Organizational culture is a soft science. It consists of belief patterns, attitudes and values built over the course of an organization’s history. And the business practices that result are a set of unwritten rules and expectations that can best be understood as “the way we do things around here.”

So what business practices are found in companies that possess a culture of analytics? The people in these organizations willingly share their data and analysis across organizational silos. They have leadership teams that personally demonstrate the importance of analytics, reflected in both business strategy and an openness to challenge current ideas and practices based on data. Their hiring decisions and training emphasize analytical skills for a broad array of positions. And those behaviors are rewarded and reinforced in both formal and informal ways.

But not every organization has such a culture and associated business practices. Some companies have a legacy of leadership-driven decision-making, in which strong leaders rely on a combination of experience, instinct, and information to steer the organization. And some rely more on a collaborative, consensus-driven approach. In either case, introducing data analysis as a deciding factor can challenge long-held policies and threaten traditional power structures. For these organizations, transforming to embrace a culture of analytics will be difficult.

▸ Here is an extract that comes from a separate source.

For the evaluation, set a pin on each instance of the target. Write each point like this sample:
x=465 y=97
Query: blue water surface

Cultural change of this nature can be supported by technology, but it requires people and processes to make it real. As more and more companies embrace analytics as a general business practice, they are finding that information alone is not valuable unless people choose to change the way they do business as a result. For this reason, many organizations are looking to the finance function – where many of these business practices can already be found – to lead this cultural transformation. And the CFO, as an executive accustomed to using data to steer strategy, serves as the key role model to demonstrate the change.

Why it’s important

According to a joint study between MIT Sloan Management Review and IBM’s Institute for Business Value, organizations that apply analytics to create a competitive advantage are more than twice as likely to substantially outperform their peers.1 So why isn’t every company incorporating analytics into its daily operations? In a word: culture.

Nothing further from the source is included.